Joyce Appleby enjoyed occasionally going to the racetrack. Not that Joyce was much of a gambler. In fact, I remember on our first trip to the track together, Joyce beaming about a wager she had made on a winning long shot. But then, I discovered that she had only bet the horse to show. And so I chided her that at the racetrack, one needed to have “the courage of one’s convictions.” There was, of course, more than a little irony in this criticism, for Joyce Appleby was the most principled and resolute person I have ever known.

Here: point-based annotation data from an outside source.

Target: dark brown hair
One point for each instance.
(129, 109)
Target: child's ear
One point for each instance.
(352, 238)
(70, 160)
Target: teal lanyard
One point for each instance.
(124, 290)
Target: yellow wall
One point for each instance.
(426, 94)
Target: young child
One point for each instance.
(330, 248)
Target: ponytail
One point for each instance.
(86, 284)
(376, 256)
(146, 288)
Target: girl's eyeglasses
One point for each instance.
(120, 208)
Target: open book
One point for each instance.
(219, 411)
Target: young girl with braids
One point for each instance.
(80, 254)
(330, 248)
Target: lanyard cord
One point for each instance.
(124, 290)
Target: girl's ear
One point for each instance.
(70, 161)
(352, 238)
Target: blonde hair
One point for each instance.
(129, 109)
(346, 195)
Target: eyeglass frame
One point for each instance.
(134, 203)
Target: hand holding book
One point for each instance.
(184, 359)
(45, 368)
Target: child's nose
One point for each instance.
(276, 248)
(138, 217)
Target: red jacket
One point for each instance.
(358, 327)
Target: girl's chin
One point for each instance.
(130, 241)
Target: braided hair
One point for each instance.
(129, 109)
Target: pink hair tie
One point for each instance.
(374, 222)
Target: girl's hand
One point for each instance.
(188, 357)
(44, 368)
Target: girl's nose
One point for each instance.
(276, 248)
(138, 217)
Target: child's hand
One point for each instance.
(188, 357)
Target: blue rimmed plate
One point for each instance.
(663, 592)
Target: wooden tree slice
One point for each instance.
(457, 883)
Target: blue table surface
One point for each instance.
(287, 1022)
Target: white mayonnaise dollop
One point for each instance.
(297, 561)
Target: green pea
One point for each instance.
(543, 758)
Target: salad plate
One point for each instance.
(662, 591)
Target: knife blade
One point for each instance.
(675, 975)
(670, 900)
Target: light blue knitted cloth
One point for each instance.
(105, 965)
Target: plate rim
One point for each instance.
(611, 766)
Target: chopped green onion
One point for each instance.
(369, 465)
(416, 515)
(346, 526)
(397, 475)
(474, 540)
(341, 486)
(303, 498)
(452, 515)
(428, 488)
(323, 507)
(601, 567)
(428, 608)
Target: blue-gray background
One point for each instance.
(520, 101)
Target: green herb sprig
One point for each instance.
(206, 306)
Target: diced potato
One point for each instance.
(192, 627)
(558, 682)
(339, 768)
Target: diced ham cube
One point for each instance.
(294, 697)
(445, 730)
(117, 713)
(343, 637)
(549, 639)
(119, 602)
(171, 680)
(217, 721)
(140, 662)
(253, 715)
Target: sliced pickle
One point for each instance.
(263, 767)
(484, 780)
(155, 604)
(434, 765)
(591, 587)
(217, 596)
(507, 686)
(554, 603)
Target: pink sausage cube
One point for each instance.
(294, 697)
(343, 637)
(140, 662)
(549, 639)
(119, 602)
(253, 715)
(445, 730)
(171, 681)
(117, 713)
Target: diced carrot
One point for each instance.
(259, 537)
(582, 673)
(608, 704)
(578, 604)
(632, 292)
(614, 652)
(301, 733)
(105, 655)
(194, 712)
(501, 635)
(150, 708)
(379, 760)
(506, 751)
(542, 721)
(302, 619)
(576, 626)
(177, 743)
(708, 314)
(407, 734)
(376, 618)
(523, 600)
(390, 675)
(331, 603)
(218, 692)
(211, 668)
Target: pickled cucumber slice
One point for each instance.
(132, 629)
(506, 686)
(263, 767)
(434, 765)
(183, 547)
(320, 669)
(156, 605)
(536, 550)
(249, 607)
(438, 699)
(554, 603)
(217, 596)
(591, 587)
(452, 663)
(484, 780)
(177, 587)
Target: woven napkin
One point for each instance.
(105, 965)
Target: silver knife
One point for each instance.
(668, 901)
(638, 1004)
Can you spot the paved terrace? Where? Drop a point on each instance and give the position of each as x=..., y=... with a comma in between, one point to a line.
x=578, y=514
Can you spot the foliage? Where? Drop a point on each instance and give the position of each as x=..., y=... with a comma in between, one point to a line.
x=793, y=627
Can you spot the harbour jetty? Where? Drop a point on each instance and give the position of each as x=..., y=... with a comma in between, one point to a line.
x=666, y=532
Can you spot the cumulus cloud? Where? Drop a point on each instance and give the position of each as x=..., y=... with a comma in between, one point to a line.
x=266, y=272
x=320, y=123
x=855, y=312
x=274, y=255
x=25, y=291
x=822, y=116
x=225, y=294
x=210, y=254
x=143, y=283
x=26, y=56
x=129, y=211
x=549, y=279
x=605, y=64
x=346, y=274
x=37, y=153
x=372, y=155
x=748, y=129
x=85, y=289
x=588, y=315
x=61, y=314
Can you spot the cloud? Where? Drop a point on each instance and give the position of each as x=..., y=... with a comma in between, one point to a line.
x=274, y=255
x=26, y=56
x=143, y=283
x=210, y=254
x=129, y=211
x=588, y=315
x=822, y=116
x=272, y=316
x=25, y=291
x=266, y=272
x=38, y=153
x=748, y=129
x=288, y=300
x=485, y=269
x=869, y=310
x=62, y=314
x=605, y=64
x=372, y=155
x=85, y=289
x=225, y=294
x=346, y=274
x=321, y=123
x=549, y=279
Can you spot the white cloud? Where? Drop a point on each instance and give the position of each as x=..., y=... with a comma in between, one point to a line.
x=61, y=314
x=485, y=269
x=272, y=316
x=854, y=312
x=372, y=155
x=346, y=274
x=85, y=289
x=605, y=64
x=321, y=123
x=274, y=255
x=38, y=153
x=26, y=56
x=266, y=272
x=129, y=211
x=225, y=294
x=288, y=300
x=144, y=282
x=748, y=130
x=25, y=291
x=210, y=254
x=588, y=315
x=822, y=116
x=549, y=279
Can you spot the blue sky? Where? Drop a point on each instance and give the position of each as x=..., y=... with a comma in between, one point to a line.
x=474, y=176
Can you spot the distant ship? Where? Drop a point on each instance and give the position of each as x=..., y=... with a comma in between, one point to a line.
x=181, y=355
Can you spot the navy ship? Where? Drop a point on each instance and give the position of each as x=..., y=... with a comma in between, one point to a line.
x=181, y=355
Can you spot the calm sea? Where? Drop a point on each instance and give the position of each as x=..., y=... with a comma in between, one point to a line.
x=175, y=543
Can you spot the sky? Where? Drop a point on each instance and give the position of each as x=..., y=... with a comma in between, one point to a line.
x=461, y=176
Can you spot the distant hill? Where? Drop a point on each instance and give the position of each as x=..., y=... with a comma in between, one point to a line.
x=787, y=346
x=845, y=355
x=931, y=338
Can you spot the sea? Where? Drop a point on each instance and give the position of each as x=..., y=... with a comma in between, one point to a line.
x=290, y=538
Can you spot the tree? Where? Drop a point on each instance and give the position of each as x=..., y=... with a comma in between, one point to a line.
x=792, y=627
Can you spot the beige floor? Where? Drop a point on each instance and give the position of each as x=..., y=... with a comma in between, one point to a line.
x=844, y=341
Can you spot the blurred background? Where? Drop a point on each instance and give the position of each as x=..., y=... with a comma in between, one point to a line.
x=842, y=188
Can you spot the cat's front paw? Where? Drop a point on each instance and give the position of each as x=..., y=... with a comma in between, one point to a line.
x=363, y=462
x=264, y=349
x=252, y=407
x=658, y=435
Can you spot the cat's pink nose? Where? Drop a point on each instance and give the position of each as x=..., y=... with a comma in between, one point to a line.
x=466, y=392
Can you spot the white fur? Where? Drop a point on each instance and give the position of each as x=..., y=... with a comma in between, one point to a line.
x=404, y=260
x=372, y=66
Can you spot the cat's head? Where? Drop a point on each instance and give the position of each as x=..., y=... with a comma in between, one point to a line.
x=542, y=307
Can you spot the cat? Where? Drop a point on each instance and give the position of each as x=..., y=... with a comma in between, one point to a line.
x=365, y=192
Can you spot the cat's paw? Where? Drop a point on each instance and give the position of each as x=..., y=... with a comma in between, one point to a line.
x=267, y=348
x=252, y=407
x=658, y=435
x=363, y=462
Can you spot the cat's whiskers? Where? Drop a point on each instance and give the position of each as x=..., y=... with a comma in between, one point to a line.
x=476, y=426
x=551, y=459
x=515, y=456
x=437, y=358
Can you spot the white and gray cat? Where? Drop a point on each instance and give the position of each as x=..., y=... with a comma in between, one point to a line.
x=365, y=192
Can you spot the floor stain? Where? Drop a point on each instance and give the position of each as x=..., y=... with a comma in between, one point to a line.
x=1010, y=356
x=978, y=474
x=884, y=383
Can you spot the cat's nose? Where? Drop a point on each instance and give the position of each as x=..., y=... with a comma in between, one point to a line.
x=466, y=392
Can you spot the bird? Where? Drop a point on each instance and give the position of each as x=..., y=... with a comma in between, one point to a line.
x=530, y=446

She was also exceptionally curious, which is why it’s so fitting that her last book, Shores of Knowledge, dealt with the human imagination that prompted “new world discoveries.” Like the scientists and explorers about whom she wrote in that book, Joyce possessed a broad imagination. All who read her books, articles and op-eds know Joyce was a remarkable scholar with a deep commitment to bringing her vast historical knowledge and perspective into the public realm. Those who were privileged to be her students know what a transformative teacher she was. And we who were fortunate to count her as a colleague will forever miss her dazzling intellect, her passion for spirited debate, her immense integrity, her grace, her generosity, her hospitality, her kindness, her wit and, let’s not forget, her perfect posture. Indeed, by her example, she inspired us all to stand straighter, both literally and metaphorically.
Joan Waugh
Joan Waugh is a professor of history in the UCLA History Department and researches and writes about 19th-century America, specializing in the Civil War, Reconstruction and Gilded Age eras.
The death of my cherished friend Joyce Appleby has brought a flood of memories dating back more than three decades. In 1978 I enrolled in her US Colonial History and Early Republic classes at UCLA, an experience that changed my life. Her elegantly constructed lectures, her brilliant career as a scholar and her style of leadership provided me with a needed role model in an academic world still unaccustomed to striving women. She was an incomparable mentor, but also a close friend to whom I turned again and again for advice, consolation and intellectual comradeship. Significantly, Joyce was a wife and a mother, and she helped me to navigate some of the inevitable clashes of career and family. It was not easy to measure oneself against her, and I confess that I came up short! Joyce has been described as a “contrarian,” and that label fits her scholarly style, but also her sharp and sometimes painful observations delivered with gusto regarding sloppy thinking or other missteps. It’s difficult for me to do justice to the many powerful intersections of my friends, my colleagues and my family with Joyce. She nourished a community within the UCLA history department that will never be equaled. I miss her terribly.